The helicopter cockpit incorporates a plethora of switches and controls, each of which must be designed carefully to assist the pilot when operating the aircraft. Switches must be easy to locate, identify and operate under all conditions. There are a number of means at the disposal of the manufacturer to achieve these design aims. Switches can be grouped together by function, such as locating all electrical controls on a single panel. Alternatively they may be grouped according to task, such as having all the controls required for engine start located together and arranged in the order in which they will be used. The frequency with which a control is used is also a factor in deciding its location, so that frequently used items are located where they can be operated by the pilot most easily. Less commonly used items can then be located in the less convenient positions, however, some infrequently used controls are of great importance and must therefore be particularly easy to locate. Controls associated with emergency actions are the prime examples of this. For example, fuel cut-off levers and engine fire extinguisher buttons may be used only very rarely but must be as easy as possible to locate, identify and operate in the case of an emergency.

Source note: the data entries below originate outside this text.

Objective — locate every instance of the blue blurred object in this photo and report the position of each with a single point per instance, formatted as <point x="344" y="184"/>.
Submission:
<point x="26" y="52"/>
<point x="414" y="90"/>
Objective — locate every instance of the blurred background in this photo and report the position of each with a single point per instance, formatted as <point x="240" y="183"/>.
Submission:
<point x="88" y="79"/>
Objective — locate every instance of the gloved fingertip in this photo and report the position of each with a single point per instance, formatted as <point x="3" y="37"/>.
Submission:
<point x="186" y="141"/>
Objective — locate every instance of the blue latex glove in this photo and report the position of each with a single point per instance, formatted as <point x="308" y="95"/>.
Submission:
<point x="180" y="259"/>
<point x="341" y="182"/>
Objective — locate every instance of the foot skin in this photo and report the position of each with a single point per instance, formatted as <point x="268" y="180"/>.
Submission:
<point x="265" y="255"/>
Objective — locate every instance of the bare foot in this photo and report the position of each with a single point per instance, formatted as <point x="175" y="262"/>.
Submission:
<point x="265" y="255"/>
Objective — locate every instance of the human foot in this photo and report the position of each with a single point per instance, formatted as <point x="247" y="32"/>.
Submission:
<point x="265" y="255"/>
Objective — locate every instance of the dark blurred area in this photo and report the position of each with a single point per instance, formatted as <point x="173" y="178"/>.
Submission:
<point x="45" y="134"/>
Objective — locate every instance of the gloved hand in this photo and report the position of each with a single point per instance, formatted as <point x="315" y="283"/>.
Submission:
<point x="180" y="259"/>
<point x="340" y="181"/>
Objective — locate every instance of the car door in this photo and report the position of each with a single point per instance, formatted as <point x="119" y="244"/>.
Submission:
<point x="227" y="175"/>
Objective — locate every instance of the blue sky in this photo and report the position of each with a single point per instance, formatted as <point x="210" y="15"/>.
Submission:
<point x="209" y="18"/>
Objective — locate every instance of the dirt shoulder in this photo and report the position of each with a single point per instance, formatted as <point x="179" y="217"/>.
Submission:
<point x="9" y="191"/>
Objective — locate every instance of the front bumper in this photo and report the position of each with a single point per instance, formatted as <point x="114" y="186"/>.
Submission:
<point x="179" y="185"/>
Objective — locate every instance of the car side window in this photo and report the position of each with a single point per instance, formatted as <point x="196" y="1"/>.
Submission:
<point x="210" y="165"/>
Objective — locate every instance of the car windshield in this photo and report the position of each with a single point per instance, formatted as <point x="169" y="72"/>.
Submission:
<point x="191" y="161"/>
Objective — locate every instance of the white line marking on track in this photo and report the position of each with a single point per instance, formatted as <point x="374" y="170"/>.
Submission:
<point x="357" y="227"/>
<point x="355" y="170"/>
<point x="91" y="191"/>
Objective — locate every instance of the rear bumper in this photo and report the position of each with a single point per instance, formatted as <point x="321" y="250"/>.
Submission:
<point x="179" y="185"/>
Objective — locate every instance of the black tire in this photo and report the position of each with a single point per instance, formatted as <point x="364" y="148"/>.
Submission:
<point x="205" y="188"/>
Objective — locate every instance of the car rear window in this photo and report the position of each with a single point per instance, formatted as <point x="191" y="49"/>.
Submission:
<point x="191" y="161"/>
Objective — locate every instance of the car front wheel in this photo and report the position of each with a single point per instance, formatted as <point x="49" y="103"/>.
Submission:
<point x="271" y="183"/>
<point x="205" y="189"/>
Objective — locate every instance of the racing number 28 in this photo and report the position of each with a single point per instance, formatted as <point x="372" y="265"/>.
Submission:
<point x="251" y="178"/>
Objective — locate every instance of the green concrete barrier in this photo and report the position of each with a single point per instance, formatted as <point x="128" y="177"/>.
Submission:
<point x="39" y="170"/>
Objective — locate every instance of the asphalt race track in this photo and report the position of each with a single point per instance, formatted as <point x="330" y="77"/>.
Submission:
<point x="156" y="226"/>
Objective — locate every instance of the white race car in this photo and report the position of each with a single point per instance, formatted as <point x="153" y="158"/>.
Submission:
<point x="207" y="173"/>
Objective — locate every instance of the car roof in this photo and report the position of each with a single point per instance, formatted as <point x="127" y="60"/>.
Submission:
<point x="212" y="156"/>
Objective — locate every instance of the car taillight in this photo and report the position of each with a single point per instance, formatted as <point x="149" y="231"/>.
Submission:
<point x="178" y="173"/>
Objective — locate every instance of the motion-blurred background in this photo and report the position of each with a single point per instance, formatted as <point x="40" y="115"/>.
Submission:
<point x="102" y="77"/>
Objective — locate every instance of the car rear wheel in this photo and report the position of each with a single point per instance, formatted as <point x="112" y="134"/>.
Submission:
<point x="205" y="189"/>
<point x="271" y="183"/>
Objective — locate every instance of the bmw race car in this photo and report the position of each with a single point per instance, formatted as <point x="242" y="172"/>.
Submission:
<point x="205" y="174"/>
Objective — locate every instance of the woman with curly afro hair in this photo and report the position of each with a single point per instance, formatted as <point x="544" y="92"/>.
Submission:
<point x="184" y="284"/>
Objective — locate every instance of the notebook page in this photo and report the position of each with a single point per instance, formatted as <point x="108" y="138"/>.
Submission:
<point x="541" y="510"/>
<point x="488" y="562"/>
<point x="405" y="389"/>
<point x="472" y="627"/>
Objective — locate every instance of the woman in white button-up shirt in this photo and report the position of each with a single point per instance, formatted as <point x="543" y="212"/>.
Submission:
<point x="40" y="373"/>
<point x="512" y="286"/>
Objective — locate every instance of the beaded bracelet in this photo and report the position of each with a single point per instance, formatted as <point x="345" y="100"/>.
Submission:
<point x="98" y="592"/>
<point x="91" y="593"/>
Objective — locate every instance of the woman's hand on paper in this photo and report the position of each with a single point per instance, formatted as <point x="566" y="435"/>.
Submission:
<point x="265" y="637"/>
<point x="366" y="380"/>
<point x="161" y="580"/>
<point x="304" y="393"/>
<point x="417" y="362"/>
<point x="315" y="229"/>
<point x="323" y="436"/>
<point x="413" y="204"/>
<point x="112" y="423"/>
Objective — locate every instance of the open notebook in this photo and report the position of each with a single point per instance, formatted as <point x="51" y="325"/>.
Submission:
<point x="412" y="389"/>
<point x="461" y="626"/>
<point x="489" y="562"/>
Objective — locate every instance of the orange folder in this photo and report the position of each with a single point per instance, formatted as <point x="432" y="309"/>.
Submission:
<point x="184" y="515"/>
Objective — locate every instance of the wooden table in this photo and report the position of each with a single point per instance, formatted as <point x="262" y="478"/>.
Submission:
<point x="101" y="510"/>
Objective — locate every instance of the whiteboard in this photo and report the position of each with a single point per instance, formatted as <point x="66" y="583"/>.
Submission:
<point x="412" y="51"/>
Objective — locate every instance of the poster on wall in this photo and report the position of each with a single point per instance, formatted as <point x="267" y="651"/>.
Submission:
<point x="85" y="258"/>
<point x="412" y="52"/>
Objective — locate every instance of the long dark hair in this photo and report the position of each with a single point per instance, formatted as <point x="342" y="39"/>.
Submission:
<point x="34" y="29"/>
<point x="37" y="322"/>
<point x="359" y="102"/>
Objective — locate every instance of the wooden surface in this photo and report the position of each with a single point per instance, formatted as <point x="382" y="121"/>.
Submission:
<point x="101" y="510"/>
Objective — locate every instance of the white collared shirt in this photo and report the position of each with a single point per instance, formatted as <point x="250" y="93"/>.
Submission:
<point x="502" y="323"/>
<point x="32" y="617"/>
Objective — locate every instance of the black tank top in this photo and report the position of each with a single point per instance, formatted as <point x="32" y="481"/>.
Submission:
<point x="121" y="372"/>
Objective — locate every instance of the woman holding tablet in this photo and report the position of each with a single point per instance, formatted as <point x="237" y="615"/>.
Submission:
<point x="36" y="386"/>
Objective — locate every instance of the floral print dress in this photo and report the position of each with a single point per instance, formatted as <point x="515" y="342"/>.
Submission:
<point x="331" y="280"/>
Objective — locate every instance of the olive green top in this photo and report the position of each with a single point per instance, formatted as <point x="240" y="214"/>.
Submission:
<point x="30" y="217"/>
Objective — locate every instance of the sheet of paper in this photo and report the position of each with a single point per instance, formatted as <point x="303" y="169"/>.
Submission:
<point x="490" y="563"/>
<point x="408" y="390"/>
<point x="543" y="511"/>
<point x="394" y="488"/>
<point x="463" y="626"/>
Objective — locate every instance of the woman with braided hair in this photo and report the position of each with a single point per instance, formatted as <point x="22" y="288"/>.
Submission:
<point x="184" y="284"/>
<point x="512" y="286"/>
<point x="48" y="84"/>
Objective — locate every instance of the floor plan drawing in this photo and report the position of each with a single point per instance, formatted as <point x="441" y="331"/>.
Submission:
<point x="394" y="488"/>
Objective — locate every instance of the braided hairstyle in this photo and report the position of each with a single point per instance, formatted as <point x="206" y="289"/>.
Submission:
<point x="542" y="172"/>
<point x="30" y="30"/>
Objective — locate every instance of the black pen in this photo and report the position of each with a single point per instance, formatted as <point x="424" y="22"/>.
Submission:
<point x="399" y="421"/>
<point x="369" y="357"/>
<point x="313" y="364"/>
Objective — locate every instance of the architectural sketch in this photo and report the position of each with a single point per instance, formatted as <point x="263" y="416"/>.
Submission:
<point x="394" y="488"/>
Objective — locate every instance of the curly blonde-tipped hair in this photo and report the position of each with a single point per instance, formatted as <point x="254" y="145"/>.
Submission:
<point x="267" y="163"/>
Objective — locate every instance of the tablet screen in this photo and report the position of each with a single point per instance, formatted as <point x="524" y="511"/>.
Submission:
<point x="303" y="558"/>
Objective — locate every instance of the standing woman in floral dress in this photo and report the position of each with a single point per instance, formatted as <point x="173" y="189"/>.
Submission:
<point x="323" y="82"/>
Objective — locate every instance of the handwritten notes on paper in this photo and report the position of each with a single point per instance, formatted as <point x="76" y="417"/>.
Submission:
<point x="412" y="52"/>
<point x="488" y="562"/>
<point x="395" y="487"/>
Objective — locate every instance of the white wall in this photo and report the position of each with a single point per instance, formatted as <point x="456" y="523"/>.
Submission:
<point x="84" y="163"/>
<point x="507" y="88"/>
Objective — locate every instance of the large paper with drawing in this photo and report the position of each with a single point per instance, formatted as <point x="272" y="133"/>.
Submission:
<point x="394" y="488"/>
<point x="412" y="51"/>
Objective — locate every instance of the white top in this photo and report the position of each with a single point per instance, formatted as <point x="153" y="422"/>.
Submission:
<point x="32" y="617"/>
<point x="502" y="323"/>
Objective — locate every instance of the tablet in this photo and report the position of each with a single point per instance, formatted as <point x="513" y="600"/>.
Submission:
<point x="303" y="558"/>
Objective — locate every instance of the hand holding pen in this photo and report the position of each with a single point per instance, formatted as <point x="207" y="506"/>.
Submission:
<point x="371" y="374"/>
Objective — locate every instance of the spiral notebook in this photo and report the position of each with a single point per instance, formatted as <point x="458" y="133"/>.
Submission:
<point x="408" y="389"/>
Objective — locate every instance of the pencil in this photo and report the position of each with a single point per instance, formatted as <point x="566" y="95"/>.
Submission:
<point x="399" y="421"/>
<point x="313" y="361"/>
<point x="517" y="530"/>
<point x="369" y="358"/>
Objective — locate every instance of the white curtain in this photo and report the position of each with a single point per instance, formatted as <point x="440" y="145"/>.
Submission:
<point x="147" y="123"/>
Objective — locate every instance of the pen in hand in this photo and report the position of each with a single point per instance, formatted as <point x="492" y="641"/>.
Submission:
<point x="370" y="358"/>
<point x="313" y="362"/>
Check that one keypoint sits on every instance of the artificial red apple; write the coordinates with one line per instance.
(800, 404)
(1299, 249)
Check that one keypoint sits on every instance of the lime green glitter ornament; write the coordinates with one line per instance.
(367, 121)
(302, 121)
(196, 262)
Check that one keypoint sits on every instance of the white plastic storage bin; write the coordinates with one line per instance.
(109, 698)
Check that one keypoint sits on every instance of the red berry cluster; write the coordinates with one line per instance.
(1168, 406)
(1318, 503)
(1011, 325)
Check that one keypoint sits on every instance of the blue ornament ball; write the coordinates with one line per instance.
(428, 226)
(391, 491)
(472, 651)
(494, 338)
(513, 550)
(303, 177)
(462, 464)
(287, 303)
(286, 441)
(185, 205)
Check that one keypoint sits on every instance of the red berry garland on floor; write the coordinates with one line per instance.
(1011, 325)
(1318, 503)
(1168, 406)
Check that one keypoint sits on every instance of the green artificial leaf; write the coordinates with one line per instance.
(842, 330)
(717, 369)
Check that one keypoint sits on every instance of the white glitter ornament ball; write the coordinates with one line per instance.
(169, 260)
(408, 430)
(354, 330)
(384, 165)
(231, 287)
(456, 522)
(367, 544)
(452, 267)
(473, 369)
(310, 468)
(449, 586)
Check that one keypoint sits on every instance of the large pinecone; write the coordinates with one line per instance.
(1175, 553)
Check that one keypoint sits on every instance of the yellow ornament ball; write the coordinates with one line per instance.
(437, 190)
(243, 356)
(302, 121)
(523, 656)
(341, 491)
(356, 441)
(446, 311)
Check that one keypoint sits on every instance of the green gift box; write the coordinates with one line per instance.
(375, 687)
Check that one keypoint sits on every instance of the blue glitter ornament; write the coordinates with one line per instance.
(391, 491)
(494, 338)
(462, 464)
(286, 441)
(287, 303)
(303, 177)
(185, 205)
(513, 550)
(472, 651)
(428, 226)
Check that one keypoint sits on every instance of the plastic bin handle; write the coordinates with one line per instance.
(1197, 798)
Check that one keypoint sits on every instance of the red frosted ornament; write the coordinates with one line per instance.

Identifying the function of a switch or control and identifying the purpose of its selection positions are important aspects of design and assessment. The pilot must be able to identify a control quickly and accurately even when he or she is tired, busy or frightened. Furthermore the effect of selecting each position on the switch or control must be immediately apparent. To achieve these aims, switches and controls have to have correct labelling which can be read under all circumstances. For example, if the aircraft is to be operated at night the labels must have adequate illumination. It is also often necessary to provide more feedback about the status of a selected system than merely the position of a switch. This can take the form of lights or indicators to show that the system has been selected and is operating. The marking of controls associated with emergency actions such as door jettison handles and an underslung load jettison switch is an area where clear marking is essential. For this reason all specification documents that cover cockpit layout lay down in some detail the size, colours and position of markings for these controls.

The designer must give the pilot control over all the aircraft systems which means that he or she can close down engines, discharge fire extinguishers, disengage flight computers and jettison parts of the aircraft or its cargo. Clearly a lot of design effort must be made to ensure that these events only happen intentionally. Aviation history is littered with examples of aircrews who have made inadvertent or incorrect switch operations, often with disastrous results. There are a number of steps that can be taken to minimize the chances of this happening. Where inadvertent operation is likely to have a serious consequence controls may be provided with gates or guards which require a conscious action to release or pass and operate the control. Electrical interlinks to disable a switch if the system configuration is not correct can also be employed, such as weight-on-wheels switches to disable undercarriage selectors when the aircraft is on the ground. Other methods of minimizing inadvertent operation include covers, catches, recessing, wire locking or any combination of these.

Designers can also ensure that it is easy to discriminate between switches by using different shapes, colours, sizes and even textures. A cockpit full of identical switches may look good in the manufacturer’s brochure but it will spell disaster for the operational pilot. A good example of the use of shapes is the Westland Sea King autotransition panel, which employs a triangle, a cross and a bar to allow discrimina­tion between three controls at night.

The distance between controls and their method of operation are also important factors that must be considered. For example, locating a heater control next to a fuel jettison lever would clearly not be sensible particularly if both controls operated in the same sense.

A well designed system will give immediate feedback of the system status independent of switch position. For example, if a fuel boost pump is selected on, an indicator could change from red to show a white line completing that part of the fuel system schematic. On a less sophisticated system the pilot has to use the selection position of the switch itself to gain information about the system status. This can add significantly to the pilot’s workload and can also lead to errors, particularly for switches with multiple selections and those located further away from the pilot. Illumination of remote or integral lights and the use of indicators are the most common way of achieving status feedback.